Fitch Ratings has lowered the oil and natural gas price assumptions it uses to rate energy companies, citing its view that “prices are increasingly unlikely to recover this year,” the New York based credit rating agency announced on Wednesday.
Fitch now expects oil prices to average US$35 per barrel (bbl) in 2016, down from its previous assumption of US$45/bbl. It also cut its assumption for natural gas prices to US$2.25 per thousand cubic feet (mcf) from US$2.50/mcf for the year. Its long-term price assumptions are unchanged at US$65/bbl and US$3.25/mcf, respectively.
The latest reduction in price assumptions is “due to a combination of stock build-up over the mild winter, higher-than-expected OPEC production in January and increasing evidence that global economic growth for the year will be weaker than we previously forecast,” Fitch says in a statement.
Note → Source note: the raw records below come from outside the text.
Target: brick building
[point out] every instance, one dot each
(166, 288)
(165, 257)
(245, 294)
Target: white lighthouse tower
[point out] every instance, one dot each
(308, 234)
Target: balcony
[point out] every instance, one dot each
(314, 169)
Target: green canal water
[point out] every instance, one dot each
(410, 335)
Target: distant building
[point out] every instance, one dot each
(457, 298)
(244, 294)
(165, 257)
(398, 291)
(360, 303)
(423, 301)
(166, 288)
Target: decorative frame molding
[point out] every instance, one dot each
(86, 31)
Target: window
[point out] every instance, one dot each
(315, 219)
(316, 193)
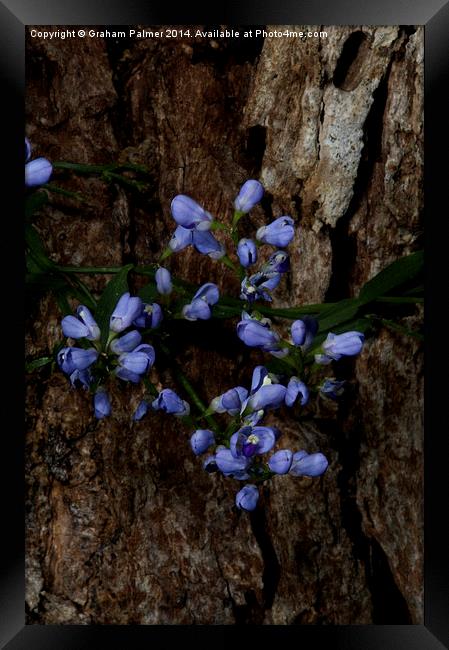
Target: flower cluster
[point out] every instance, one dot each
(37, 171)
(246, 449)
(242, 454)
(193, 228)
(123, 355)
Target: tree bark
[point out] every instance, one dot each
(123, 525)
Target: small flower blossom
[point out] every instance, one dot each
(210, 465)
(180, 239)
(296, 387)
(340, 345)
(201, 440)
(27, 150)
(125, 312)
(71, 359)
(82, 327)
(247, 497)
(189, 214)
(199, 308)
(169, 402)
(303, 331)
(252, 441)
(332, 388)
(279, 232)
(204, 242)
(305, 464)
(249, 195)
(279, 262)
(280, 462)
(246, 252)
(163, 281)
(136, 363)
(230, 402)
(257, 286)
(141, 410)
(37, 171)
(102, 404)
(150, 316)
(81, 378)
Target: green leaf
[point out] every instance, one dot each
(34, 201)
(392, 276)
(38, 363)
(113, 290)
(339, 313)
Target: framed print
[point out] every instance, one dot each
(224, 225)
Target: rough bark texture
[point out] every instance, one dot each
(123, 526)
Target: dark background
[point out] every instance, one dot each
(122, 525)
(436, 573)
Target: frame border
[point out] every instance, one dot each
(434, 14)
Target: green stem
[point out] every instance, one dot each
(225, 259)
(71, 195)
(191, 392)
(99, 169)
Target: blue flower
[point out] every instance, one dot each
(305, 464)
(250, 194)
(268, 396)
(204, 242)
(136, 363)
(126, 310)
(231, 466)
(102, 404)
(230, 402)
(247, 252)
(150, 317)
(279, 262)
(38, 171)
(200, 440)
(279, 232)
(256, 335)
(141, 410)
(340, 345)
(163, 281)
(332, 388)
(71, 359)
(126, 343)
(303, 331)
(247, 497)
(251, 441)
(81, 378)
(280, 462)
(296, 387)
(209, 464)
(189, 214)
(199, 308)
(170, 402)
(82, 327)
(181, 238)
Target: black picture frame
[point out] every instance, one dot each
(14, 16)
The rating agency says that these factors indicate that there will still be a supply surplus in the second half of 2016, but that it will be reduced from current levels, and that markets will probably only reach a balance in 2017. “Even then, very high inventories will limit price increases,” the statement says.
The impact of the new price assumptions on the energy companies rated by Fitch will be analyzed “over the next few weeks”, the statement adds. “Companies with limited liquidity, which will be more stretched in 2016 and 2017 than previously forecast, are the most likely to face a negative rating action.”